Artif Intell Med. 2010 Oct;50(2):117-26. doi: 10.1016/j.artmed.2010.05.007. Epub 2010 Jun 20.
This paper reviews a methodology for evolving fuzzy classification which allows data to be processed in online mode by recursively modifying a fuzzy rule base on a per-sample basis from data streams. In addition, it shows how this methodology can be improved and applied to the field of diagnostics, for two popular medical problems.
The vast majority of existing methodologies for fuzzy medical diagnostics require the data records to be processed in offline mode, as a batch. Unfortunately this allows only a snapshot of the actual domain to be analysed. Should new data records become available they require cost sensitive calculations due to the fact that re-learning is an iterative procedure. eClass is a relatively new architecture for evolving fuzzy rule-based systems, which overcomes these problems. However, it is data order dependent as different orders of the data result into different rule bases. Nonetheless, it is shown that models of eClass can be improved by arranging the order of the incoming data using a simple optimization strategy.
In regards to the Pima Indians diabetes dataset, an accuracy of 79.37% was obtained, which is 0.84% lower than the highest in the literature. The proposed optimization strategy increased the accuracy and specificity of the model by 4.05% and 7.63% respectively. For the dermatology dataset, an accuracy of 97.55% was obtained, which is 1.65% lower than the highest in the literature. In this case, the proposed optimization strategy improved the accuracy of the model by 4.82%. The improved algorithm has been compared to other existing algorithms and seems to outperform the majority.

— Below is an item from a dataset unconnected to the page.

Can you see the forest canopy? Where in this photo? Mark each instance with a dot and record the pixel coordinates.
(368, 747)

This paper has shown that eClass can effectively be applied to the classification of diabetes and dermatological diseases from discrete numerical samples. The results of using a novel optimization strategy indicate that the accuracy of eClass models can be further improved. Finally, the system can mine human readable rules which could enable medical experts to gain better understanding of a sample under analysis throughout the traditional diagnostic process.

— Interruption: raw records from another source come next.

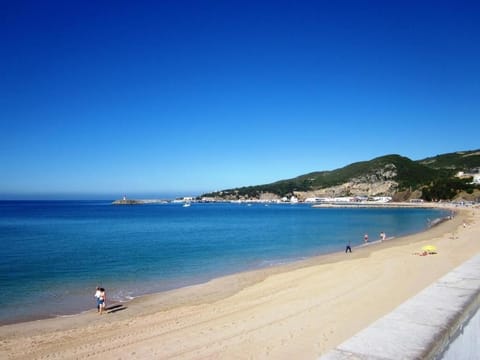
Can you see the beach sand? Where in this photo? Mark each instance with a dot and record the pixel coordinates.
(298, 311)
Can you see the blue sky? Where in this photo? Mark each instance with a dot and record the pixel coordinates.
(152, 98)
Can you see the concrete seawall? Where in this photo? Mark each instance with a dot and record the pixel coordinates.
(423, 326)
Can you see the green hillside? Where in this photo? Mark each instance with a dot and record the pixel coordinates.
(458, 161)
(407, 173)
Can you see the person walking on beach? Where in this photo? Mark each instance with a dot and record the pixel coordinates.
(101, 299)
(382, 236)
(348, 248)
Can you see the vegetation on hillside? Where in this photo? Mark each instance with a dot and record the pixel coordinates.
(434, 176)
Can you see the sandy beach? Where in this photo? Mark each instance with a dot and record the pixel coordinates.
(299, 310)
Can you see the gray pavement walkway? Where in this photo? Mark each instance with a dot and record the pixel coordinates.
(423, 326)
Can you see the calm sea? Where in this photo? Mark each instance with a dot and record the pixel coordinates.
(54, 253)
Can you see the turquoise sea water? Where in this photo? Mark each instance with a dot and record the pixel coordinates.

本文回顾了一种进化模糊分类方法,该方法允许通过从数据流中逐样本递归修改模糊规则库,以在线方式处理数据。此外,它还展示了如何改进这种方法,并将其应用于诊断领域的两个常见医学问题。
绝大多数现有的用于模糊医学诊断的方法都要求以批处理的方式在线处理数据记录。不幸的是,这只允许分析实际领域的一个快照。如果有新的数据记录可用,由于重新学习是一个迭代过程,因此需要成本敏感的计算。eClass 是一种用于进化模糊规则系统的相对较新的架构,它克服了这些问题。然而,它是数据顺序相关的,因为数据的不同顺序会导致不同的规则库。尽管如此,通过使用简单的优化策略来安排输入数据的顺序,可以改进 eClass 的模型。
在皮马印第安人糖尿病数据集方面,获得了 79.37%的准确率,比文献中的最高值低 0.84%。所提出的优化策略分别将模型的准确性和特异性提高了 4.05%和 7.63%。在皮肤病数据集方面,获得了 97.55%的准确率,比文献中的最高值低 1.65%。在这种情况下,所提出的优化策略提高了模型的准确性 4.82%。改进后的算法与其他现有算法进行了比较,似乎优于大多数算法。
本文表明,eClass 可以有效地应用于糖尿病和皮肤病的离散数值样本分类。使用新颖的优化策略的结果表明,可以进一步提高 eClass 模型的准确性。最后,该系统可以挖掘出人类可读的规则,这可以使医学专家在传统的诊断过程中更好地理解正在分析的样本。